I suggest with alchemy to be able to have effects scaling with the DC so you could decide to make super powerful alchemist fire dealing 20d6 damage for a dc of 60 and 30d6 with a dc of 90 and so on and with the price scaling as well.

The epic rules for craft alchemy already allow this, every +1d6 of damage is +20 to the DC and x5 to the cost. (which is ridiculous IMO, but I don't yet have a good system to replace it with written up).

noob
2015-08-28, 07:57 PM
"The epic rules for craft alchemy already allow this, every +1d6 of damage is +20 to the DC and x5 to the cost. (which is ridiculous IMO, but I don't yet have a good system to replace it with written up). "
Except it is epic and needs an epic feat that most of the people will not take except wizards abusing fabricate.

SkipSandwich
2015-08-28, 08:11 PM
"The epic rules for craft alchemy already allow this, every +1d6 of damage is +20 to the DC and x5 to the cost. (which is ridiculous IMO, but I don't yet have a good system to replace it with written up). "
Except it is epic and needs an epic feat that most of the people will not take except wizards abusing fabricate.

sorry, forgot that Augmented Alchemy was a thing, but even without requiring an epic feat, +20 DC and x5 cost for +1d6 damage is a terrible exchange rate.
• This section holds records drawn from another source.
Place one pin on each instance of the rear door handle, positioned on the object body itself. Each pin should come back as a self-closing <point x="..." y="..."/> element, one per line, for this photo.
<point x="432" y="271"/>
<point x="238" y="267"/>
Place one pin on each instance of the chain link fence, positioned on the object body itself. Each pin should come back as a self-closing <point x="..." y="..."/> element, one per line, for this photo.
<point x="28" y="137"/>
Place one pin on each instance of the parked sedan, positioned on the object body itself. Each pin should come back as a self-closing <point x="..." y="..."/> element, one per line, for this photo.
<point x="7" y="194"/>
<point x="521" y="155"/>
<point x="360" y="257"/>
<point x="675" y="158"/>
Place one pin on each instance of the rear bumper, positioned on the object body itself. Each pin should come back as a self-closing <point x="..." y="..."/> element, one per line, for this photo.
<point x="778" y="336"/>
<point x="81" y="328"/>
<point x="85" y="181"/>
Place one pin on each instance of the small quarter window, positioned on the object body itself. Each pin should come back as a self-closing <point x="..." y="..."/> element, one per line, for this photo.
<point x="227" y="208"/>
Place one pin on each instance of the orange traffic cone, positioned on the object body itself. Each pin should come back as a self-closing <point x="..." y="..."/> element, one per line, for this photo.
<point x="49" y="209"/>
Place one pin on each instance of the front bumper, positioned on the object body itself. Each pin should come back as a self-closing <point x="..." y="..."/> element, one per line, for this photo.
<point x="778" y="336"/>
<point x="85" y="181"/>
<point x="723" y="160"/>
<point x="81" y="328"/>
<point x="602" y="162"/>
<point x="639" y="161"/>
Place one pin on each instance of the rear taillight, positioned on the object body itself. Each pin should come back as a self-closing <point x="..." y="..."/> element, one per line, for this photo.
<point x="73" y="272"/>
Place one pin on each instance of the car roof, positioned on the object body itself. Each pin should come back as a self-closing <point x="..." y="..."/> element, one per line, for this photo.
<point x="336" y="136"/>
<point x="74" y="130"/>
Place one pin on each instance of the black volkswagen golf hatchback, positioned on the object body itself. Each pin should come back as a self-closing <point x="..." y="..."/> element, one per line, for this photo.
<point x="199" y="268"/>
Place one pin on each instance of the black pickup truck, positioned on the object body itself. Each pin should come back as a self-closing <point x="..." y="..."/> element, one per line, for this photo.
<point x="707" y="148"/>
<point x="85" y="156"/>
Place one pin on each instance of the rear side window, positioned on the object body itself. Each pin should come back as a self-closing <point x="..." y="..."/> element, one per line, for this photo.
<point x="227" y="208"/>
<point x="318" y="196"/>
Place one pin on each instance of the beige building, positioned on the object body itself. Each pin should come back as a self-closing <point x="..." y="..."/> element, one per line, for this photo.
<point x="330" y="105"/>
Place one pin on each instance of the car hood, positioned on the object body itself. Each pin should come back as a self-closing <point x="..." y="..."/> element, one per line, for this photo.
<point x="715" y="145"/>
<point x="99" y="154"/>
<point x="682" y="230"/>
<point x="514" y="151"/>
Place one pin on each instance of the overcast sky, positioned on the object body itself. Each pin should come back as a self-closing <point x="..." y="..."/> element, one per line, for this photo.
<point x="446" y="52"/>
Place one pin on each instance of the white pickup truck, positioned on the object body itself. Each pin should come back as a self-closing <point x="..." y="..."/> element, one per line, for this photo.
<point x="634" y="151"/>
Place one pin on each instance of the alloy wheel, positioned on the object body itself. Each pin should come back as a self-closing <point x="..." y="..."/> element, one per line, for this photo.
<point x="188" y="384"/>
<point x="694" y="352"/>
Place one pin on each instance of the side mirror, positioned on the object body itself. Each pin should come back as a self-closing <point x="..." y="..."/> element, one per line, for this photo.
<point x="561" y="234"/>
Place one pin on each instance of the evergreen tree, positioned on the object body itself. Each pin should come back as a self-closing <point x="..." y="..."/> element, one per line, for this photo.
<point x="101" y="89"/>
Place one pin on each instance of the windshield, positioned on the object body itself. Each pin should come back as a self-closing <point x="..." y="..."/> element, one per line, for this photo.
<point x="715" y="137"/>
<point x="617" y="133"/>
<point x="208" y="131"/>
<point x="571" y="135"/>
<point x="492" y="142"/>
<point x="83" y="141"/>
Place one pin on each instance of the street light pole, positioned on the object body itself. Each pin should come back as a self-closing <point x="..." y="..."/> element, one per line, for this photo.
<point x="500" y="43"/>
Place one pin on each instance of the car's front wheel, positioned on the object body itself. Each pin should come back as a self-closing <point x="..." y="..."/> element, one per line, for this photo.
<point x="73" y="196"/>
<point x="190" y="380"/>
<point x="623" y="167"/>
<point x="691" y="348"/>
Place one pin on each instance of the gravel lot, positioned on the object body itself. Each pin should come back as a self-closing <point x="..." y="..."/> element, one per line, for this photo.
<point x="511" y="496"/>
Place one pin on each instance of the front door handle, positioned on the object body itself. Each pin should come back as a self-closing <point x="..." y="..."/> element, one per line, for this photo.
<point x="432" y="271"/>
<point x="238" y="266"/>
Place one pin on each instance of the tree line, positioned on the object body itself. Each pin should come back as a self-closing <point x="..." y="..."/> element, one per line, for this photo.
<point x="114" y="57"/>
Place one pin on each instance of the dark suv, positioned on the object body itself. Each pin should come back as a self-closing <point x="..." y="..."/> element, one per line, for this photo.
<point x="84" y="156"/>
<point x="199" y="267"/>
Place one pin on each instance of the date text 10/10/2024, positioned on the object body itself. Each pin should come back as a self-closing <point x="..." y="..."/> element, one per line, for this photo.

If you extrapolate, a 5d6 flask of alchemists fire requires a DC 100 skill check from an Epic Character and costs 400gp(200gp crafting cost), whereas a CL 5 single-use item of Shocking Grasp or Energy Ray requires no skill check and costs just 250gp (125 crafting cost), oh, and is available at level five.

Sorry if I sound salty, but this aspect of the rules is where the spellcaster-bias in D&D causes me particular annoyance.

noob
2015-08-28, 08:22 PM
The only way for augmented alchemy to work is using nano-machines and get +30000 and then cast fabricate to create from 300 gp components 900 gp and create a chain reaching your epic product(like 20d6 which will take 40 castings of fabricate or if you want 400d6 but then 800 castings starts being hard and boring unless you use simulacrum of yourself) and then you would have needed a nano-machines master wizard of level 21 for getting a good chemical thing that nobody is ever going to buy because of the cost and in addition you would have crazily abused fabricate and crafting rules and epic level.
I think that doing good alchemical stuff should be doable at low level and without feat tax nor astronomic cost nor infinite dc.